From: Robert Schneider (rjschn39@bellsouth.net)
Date: Thu Jun 26 2003 - 14:06:45 EDT
See my comments below:
----- Original Message -----
From: "Howard J. Van Till" <hvantill@chartermi.net>
To: "Terry M. Gray" <grayt@lamar.colostate.edu>; <asa@calvin.edu>
Sent: Friday, June 27, 2003 9:09 AM
Subject: Re: Concordist sequence--why be a concordist?
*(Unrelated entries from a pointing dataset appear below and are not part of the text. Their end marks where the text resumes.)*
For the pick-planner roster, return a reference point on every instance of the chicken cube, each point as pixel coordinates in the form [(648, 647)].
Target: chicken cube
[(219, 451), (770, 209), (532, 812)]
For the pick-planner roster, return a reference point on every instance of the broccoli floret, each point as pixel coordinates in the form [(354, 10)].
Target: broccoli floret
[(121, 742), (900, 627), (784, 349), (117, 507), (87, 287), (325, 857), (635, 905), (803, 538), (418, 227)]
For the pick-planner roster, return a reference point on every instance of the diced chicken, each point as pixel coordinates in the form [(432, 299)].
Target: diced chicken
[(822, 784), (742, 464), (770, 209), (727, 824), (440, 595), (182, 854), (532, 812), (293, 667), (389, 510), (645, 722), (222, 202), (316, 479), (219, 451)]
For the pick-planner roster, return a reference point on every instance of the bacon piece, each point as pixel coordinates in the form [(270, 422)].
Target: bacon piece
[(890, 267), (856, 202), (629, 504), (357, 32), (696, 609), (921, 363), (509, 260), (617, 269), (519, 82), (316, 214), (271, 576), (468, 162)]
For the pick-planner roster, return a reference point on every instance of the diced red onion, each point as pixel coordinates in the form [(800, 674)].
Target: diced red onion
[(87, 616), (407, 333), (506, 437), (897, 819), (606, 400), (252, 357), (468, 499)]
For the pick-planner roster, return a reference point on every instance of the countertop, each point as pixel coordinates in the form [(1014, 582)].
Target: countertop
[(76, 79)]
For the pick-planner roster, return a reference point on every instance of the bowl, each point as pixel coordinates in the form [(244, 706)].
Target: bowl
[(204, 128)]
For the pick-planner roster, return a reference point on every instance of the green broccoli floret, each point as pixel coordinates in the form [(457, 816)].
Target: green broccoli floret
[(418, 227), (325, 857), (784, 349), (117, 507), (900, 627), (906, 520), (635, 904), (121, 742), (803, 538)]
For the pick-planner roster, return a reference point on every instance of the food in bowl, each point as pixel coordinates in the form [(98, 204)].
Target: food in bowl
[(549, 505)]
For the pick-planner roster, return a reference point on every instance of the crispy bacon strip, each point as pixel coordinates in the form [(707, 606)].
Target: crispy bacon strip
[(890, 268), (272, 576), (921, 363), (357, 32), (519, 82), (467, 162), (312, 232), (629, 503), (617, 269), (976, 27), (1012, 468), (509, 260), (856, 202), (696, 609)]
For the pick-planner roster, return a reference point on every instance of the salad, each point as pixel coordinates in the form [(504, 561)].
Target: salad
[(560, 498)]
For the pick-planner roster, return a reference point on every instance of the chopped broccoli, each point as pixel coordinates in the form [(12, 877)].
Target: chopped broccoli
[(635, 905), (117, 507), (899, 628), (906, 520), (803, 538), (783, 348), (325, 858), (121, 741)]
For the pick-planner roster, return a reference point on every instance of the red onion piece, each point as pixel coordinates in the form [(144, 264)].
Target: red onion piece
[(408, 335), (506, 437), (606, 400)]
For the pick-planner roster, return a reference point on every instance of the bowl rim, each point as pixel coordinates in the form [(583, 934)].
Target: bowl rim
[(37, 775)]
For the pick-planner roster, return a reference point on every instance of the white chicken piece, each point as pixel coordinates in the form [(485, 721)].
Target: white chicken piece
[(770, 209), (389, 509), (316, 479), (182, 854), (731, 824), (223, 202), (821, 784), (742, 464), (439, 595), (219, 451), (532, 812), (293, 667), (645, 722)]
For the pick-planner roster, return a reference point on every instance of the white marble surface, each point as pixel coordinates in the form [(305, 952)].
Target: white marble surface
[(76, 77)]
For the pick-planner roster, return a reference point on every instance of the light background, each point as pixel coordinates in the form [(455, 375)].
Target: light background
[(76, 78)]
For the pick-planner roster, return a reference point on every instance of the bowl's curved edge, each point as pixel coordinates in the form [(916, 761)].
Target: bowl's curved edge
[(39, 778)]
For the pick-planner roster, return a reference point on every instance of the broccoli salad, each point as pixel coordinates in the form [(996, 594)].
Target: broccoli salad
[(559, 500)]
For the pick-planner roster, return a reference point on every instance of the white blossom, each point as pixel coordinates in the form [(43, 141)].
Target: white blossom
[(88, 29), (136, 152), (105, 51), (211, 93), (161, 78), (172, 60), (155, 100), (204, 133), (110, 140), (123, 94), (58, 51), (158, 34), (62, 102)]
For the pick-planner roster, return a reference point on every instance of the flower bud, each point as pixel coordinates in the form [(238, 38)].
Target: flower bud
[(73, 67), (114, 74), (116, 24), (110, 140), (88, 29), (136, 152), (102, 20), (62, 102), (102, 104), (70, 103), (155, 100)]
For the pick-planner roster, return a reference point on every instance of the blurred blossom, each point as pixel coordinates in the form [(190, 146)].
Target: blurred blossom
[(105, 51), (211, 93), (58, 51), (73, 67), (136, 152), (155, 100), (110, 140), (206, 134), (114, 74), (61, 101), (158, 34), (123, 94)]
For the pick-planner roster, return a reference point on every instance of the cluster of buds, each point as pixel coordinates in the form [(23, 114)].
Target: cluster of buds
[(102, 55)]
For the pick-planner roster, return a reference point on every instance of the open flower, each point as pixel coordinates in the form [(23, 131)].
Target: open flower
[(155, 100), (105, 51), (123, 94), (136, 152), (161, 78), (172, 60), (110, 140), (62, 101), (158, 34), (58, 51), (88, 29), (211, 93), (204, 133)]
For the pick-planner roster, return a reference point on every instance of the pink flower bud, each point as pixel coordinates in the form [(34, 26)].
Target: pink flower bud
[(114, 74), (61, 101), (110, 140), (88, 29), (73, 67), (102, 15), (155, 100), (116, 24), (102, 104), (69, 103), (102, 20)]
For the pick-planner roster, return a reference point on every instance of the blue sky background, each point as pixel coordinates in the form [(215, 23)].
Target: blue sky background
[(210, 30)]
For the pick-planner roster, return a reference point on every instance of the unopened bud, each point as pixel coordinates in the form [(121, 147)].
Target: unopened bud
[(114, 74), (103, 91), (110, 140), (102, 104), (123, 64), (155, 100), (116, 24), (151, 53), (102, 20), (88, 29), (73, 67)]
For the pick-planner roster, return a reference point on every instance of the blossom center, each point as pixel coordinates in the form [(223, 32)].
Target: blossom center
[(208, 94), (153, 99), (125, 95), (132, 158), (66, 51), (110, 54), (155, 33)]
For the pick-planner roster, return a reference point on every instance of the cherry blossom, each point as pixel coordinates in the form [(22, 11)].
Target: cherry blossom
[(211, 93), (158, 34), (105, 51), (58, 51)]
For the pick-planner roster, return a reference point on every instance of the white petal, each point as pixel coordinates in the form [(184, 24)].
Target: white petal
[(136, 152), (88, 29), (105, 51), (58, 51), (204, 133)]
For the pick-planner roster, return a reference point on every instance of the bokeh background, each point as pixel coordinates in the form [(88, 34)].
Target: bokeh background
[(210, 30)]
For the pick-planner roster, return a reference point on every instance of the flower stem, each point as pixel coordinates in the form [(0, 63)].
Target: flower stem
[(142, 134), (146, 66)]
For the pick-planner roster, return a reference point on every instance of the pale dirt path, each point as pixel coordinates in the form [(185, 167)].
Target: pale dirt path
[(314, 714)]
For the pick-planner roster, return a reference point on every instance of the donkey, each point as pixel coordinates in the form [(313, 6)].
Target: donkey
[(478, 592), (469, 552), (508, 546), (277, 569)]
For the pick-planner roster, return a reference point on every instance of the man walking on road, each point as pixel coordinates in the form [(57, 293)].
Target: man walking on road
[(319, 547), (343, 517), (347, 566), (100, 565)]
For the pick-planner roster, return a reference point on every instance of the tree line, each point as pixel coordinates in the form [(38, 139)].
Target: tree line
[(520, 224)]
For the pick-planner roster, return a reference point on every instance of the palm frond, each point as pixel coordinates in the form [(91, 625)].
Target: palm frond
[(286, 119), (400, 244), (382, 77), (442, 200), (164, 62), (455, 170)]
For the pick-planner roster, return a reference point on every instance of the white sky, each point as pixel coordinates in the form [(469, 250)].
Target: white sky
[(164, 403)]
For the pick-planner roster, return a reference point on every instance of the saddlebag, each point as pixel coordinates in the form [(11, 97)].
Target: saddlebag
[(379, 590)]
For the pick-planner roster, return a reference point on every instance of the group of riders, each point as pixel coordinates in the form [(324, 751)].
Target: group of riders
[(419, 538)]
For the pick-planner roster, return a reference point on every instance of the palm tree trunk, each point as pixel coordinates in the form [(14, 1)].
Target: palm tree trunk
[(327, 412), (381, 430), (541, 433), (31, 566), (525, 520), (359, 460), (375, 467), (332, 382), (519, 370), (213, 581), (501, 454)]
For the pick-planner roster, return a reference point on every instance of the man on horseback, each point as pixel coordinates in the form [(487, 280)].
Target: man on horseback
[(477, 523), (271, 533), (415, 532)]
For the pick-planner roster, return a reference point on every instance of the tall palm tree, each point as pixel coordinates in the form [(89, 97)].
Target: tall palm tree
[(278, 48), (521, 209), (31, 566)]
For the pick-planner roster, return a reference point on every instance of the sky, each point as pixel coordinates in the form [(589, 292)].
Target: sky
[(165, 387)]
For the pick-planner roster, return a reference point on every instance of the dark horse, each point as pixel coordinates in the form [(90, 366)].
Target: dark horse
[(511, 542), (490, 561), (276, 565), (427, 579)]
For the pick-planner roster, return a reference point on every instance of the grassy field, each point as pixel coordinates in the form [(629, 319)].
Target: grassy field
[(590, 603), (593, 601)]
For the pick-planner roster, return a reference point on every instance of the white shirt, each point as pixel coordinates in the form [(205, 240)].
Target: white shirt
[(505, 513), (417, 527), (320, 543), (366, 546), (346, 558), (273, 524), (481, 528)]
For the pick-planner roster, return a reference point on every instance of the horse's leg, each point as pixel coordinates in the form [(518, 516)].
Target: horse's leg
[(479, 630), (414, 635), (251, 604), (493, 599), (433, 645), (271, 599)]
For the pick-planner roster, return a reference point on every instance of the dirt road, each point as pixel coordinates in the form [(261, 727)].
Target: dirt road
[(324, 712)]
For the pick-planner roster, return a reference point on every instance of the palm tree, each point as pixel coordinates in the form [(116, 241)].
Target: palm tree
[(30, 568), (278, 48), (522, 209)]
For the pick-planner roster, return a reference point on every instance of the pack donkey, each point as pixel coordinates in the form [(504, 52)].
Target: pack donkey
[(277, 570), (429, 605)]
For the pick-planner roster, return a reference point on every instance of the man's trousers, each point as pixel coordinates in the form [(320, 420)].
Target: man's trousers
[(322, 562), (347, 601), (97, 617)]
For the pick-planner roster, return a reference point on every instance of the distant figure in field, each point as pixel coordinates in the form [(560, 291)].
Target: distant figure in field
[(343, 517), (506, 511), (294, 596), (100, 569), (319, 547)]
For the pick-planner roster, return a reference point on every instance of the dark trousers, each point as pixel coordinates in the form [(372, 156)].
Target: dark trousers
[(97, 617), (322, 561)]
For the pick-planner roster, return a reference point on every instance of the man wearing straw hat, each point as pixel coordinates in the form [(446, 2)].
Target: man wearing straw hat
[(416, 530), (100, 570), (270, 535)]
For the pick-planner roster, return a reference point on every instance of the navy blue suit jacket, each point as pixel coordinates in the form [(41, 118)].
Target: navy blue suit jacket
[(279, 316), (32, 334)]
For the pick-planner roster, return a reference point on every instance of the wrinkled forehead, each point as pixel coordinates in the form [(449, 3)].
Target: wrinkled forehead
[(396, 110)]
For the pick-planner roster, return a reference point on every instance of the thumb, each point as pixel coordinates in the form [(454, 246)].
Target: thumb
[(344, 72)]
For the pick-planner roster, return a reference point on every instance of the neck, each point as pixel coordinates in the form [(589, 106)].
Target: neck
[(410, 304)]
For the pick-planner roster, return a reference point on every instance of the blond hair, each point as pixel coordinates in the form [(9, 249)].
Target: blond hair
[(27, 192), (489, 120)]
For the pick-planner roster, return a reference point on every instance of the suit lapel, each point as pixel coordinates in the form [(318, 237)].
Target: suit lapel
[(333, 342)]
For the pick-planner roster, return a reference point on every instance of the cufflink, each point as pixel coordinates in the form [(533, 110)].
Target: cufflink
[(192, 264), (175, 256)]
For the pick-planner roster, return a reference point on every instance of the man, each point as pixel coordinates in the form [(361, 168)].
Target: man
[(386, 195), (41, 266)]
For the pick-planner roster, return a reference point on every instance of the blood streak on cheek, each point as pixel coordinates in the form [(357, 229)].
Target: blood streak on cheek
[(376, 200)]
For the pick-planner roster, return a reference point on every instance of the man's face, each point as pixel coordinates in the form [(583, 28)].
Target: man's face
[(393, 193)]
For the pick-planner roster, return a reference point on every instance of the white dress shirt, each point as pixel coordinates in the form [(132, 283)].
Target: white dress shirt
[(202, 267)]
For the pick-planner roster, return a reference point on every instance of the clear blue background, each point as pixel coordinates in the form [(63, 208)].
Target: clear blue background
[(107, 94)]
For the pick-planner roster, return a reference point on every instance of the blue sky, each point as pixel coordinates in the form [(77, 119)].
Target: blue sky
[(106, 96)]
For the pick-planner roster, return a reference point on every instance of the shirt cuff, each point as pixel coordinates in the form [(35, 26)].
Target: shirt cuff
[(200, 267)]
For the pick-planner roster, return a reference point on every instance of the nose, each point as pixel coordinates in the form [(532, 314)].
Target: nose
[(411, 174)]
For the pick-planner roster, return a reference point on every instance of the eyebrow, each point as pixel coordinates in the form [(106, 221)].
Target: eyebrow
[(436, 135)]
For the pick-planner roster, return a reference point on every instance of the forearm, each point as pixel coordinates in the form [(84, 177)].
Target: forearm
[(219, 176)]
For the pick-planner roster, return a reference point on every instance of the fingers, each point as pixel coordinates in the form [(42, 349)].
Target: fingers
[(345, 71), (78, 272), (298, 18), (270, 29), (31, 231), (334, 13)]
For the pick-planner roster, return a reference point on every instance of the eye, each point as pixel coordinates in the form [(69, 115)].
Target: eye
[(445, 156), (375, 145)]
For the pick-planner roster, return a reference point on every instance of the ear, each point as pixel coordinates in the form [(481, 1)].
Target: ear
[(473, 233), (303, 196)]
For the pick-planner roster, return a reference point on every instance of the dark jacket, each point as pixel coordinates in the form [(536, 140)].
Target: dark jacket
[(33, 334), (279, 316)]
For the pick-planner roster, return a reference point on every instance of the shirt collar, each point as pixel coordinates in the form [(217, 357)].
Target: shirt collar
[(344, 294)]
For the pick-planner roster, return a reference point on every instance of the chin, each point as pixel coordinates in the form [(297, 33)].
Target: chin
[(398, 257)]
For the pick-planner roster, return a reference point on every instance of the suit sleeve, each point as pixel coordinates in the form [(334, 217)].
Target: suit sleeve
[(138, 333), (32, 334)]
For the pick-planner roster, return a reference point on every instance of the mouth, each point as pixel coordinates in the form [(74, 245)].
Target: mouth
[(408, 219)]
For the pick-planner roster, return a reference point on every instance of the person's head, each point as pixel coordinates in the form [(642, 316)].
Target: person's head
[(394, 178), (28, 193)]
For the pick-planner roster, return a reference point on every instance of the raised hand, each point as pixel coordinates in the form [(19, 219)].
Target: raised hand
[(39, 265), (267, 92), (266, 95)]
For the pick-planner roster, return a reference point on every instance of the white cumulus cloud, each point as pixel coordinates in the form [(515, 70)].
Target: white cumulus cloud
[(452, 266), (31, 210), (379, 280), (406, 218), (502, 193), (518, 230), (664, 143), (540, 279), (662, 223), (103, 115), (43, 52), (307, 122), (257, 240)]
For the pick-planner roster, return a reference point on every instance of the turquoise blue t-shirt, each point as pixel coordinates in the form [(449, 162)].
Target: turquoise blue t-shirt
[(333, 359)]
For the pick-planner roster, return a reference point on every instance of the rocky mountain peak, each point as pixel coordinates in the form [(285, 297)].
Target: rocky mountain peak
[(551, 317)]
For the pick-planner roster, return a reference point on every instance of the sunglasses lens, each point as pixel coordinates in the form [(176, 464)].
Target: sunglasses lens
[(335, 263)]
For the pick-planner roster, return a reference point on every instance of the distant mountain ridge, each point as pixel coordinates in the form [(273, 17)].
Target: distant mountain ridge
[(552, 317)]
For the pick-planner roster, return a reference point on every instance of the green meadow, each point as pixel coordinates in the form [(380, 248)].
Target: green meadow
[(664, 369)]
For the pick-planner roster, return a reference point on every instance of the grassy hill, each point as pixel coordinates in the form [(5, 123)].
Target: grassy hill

> >From: "Terry M. Gray" <grayt@lamar.colostate.edu>
>
> > Howard Van Till wrote:
> >>While I know practically nothing about "the Enthusiasts" as a particular
> >>historical movement, I presume this can also refer to the claim of any
> >>individual (or closely knit community) to have had some privileged
> >>experience of the Sacred (God, if you prefer).
> >
> > Howard,
> >
> > Is "the Sacred" personal? Can a human being have a personal
> > relationship with "the Sacred"?
> >
> > Just exploring your choice of words here.
>
> Yes, as I use the term here, "the Sacred" does indeed have a personal
> dimension. But "the Sacred" is much more than a person. One problem that I
> have observed in common usage of "God" is the way in which the name "God"
> functions as a personification of the Sacred, diminishing the Sacred to a
> divine Person, often an amplified version of a human person.
>
> Christian theology has also dealt with the same problem. I was taught that
> God was personal, but not just a divine Person. Nonetheless, the familiar
> label "God" allows people to forget that important distinction.
>
> So, Terry, I often find myself using "the Sacred" instead of God to avoid
> the problem of letting the personification "God" diminish or restrict the
> multidimensional character of the larger reality, "the Sacred."
>
> Howard Van Till
Terry and Howard,
Your exchange stirs further thoughts in my mind about the identification
of God as personal. I agree with Howard that "the Sacred" is much more than
personal. We have to keep in mind that all of our God language is
necessarily analogical when we use terms like "personal" to characterize
God, or when we use the common trinitarian language of "Persons" to
characterize Father, Son and Holy Spirit. There are mystical traditions in
Christian thought that use impersonal models of God, though even these do
not reject the language of the personal. Impersonal terms (and models) of
God such as "the Source" or "the Ground of Being" are characteristics of
some modern theologies (e.g., Tillich'). Ian Barbour suggests that the use
of both personal and impersonal models/language of God might be seen as
complementary models, in a way analogous to wave/particle language regarding
light and electromagnetism.
The use of the English word "Person" from the Latin "persona" to
translate the Greek "hypostasis" in trinitarian theology, in my view, only
compounds the confusion arising over speaking of God as a "person."
Such discussions always bring to mind Holy Scripture's prohibition
against "graven images" (mental or physical, I believe). Hence the two
traditions that emerged in Christianity in speaking about God: one, the
"kataphatic," in which one attempts to say what God is, or is like; and the
"apophatic," that insists that one can only say what God is not, and in the
end fall into silence. I believe that silent adoration before the Sacred is
a worthy attainment for any Christian.